Two components of CA3 pyramidal neurons of the rat

Abstract

The excitatory and inhibitory actions of metabotropic glutamate receptor (mGluR) agonists were investigated in acutely dissociated rat hippocampal CA3 pyramidal neurons, using the conventional whole-cell and nystatin-perforated patch recording configurations under the voltage-clamp condition. With the conventional whole-cell recording, glutamate (Glu) and quisqualic acid (QA) induced only ionotropic inward currents accompanied by increased membrane conductance at a holding potential ( V H) of -45 mV. The response was reversibly blocked in the presence of D-2-amino-5-phosphonopentanoic acid ( d-AP5) and 6-cyano-7-nitroquinoxaline-2,3-dione (CNQX), the antagonists of N-methyl- d-aspartate (NMDA) receptor and non-NMDA receptor, respectively. With nystatin-perforated patch recording, mGlu responses insensitive to both d-AP5 and CNQX were observed. Fifty-five % of the cells responded by a slow inward current accompanied by conductance decrease ( I mGlui) at a V H of −44 mV. One % of the neurons showed an outward current with conductance increase ( I mGluo), and 34% of the neurons showed I mGluo followed by I mGlui.

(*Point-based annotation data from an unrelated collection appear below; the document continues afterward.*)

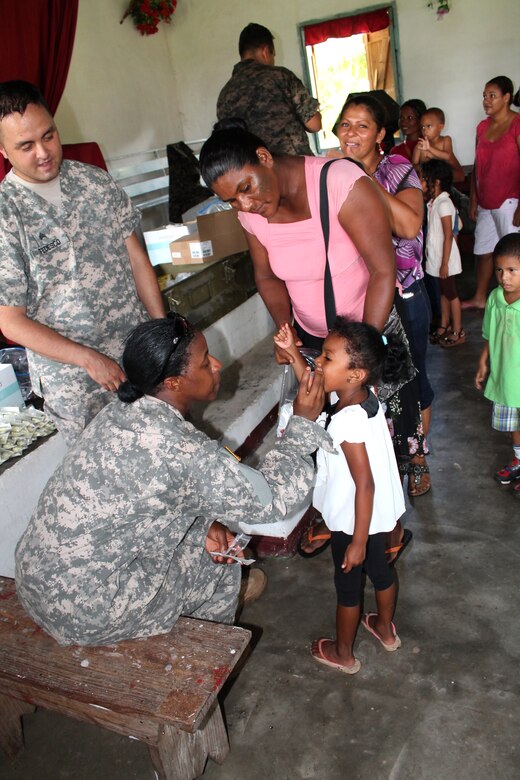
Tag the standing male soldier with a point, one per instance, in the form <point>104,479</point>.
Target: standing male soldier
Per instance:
<point>271,100</point>
<point>74,277</point>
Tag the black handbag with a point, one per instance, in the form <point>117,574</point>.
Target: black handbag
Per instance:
<point>393,324</point>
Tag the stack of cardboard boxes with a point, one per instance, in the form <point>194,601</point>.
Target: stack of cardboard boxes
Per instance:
<point>211,237</point>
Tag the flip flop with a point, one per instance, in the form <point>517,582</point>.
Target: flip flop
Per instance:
<point>400,548</point>
<point>322,659</point>
<point>308,537</point>
<point>396,644</point>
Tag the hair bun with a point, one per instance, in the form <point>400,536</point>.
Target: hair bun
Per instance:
<point>128,393</point>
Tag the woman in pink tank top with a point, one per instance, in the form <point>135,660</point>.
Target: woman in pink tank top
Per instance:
<point>495,184</point>
<point>278,198</point>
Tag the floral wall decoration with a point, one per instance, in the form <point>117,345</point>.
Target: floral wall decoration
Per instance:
<point>147,14</point>
<point>441,7</point>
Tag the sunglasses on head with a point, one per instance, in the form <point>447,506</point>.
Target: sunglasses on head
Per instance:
<point>181,326</point>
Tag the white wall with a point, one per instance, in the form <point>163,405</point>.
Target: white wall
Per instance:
<point>120,90</point>
<point>132,93</point>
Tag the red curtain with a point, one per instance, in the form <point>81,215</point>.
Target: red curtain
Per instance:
<point>371,21</point>
<point>37,43</point>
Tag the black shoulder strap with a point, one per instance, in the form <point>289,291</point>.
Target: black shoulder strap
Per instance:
<point>330,303</point>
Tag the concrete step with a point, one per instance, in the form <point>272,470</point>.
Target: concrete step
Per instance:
<point>250,389</point>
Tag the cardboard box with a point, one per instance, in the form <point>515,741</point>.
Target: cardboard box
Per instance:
<point>158,241</point>
<point>10,394</point>
<point>224,231</point>
<point>218,235</point>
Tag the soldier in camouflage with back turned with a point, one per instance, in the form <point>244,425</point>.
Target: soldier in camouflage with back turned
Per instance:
<point>74,277</point>
<point>272,101</point>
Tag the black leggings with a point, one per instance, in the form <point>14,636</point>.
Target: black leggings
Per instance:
<point>348,586</point>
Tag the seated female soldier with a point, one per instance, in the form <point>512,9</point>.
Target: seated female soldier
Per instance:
<point>120,543</point>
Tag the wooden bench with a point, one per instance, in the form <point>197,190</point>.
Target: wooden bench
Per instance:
<point>145,181</point>
<point>161,690</point>
<point>145,176</point>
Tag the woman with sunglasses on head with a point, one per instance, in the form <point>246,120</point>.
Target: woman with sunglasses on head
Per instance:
<point>129,532</point>
<point>495,182</point>
<point>361,129</point>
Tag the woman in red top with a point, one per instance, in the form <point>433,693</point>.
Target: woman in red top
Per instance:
<point>410,124</point>
<point>495,185</point>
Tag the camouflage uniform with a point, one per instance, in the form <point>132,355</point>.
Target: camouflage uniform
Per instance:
<point>274,103</point>
<point>70,269</point>
<point>115,547</point>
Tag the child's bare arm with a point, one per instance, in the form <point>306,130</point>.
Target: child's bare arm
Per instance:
<point>359,466</point>
<point>416,156</point>
<point>483,369</point>
<point>458,173</point>
<point>438,150</point>
<point>285,340</point>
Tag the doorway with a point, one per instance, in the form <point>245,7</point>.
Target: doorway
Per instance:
<point>356,53</point>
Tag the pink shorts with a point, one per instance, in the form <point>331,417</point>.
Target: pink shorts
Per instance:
<point>493,224</point>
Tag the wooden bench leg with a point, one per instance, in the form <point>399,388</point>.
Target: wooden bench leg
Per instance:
<point>180,755</point>
<point>11,732</point>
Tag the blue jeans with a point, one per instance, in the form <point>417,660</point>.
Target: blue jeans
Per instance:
<point>415,312</point>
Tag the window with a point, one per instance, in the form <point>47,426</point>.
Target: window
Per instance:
<point>349,54</point>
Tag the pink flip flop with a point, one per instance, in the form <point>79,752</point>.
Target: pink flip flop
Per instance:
<point>321,659</point>
<point>396,644</point>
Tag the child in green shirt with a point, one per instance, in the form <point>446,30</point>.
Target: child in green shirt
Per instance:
<point>501,331</point>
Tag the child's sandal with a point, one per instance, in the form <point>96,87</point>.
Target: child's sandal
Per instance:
<point>418,478</point>
<point>453,339</point>
<point>440,334</point>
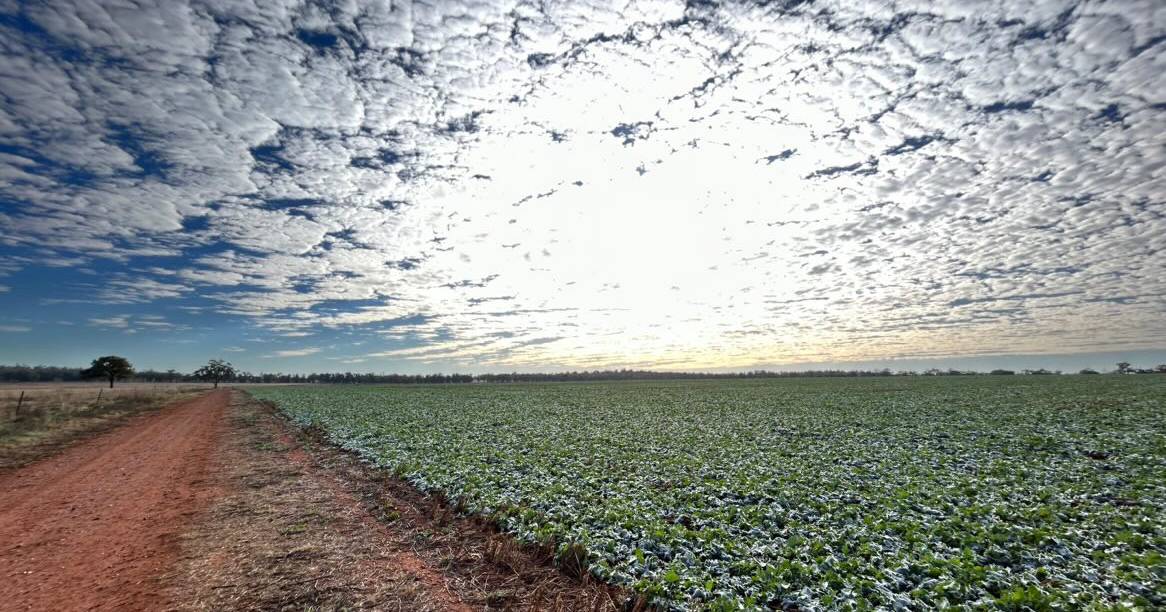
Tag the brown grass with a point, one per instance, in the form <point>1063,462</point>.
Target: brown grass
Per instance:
<point>54,416</point>
<point>302,525</point>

The onset of I mGluo occurred approximately 900 ms after the response to 30 mM K +. The time to peak of I mGluo were 32- to 79-times longer than those of ionotropic responses. I mGlui appeared at lower concentrations than ionotropic Glu responses, whereas I mGluo appeared at similar concentrations as ionotropic responses. The rank order of affinity was QA > Glu > (±)-1-aminocyclopentane- trans-1,3-dicar☐ylic acid (tACPD) for both I mGlui and I mGluo. Half-maximal effective concentrations (EC 50) and the threshold concentrations for the three agonists were four- to tenfold lower for I mGlui than for I mGluo. The current-voltage relationship showed that the reversal potentials of I mGlui and I mGluo shifted 55 and 59 mV, respectively, for a tenfold change in extracellular K + concentration, indicating that K + is the charge carrier of both mGlu responses. During I mGlui, both the leakage current and muscarine-sensitive voltage-dependent K + current (M current) were suppressed. I mGluo induced by 10 −4 M tACPD was abolished by 3 · 10 −7 M charybdotoxin and 10 −6 M ryanodine. These results show that there are two components of mGlu responses in CA3 pyramidal neurons and that I mGlui and I mGluo show different pharmacological properties.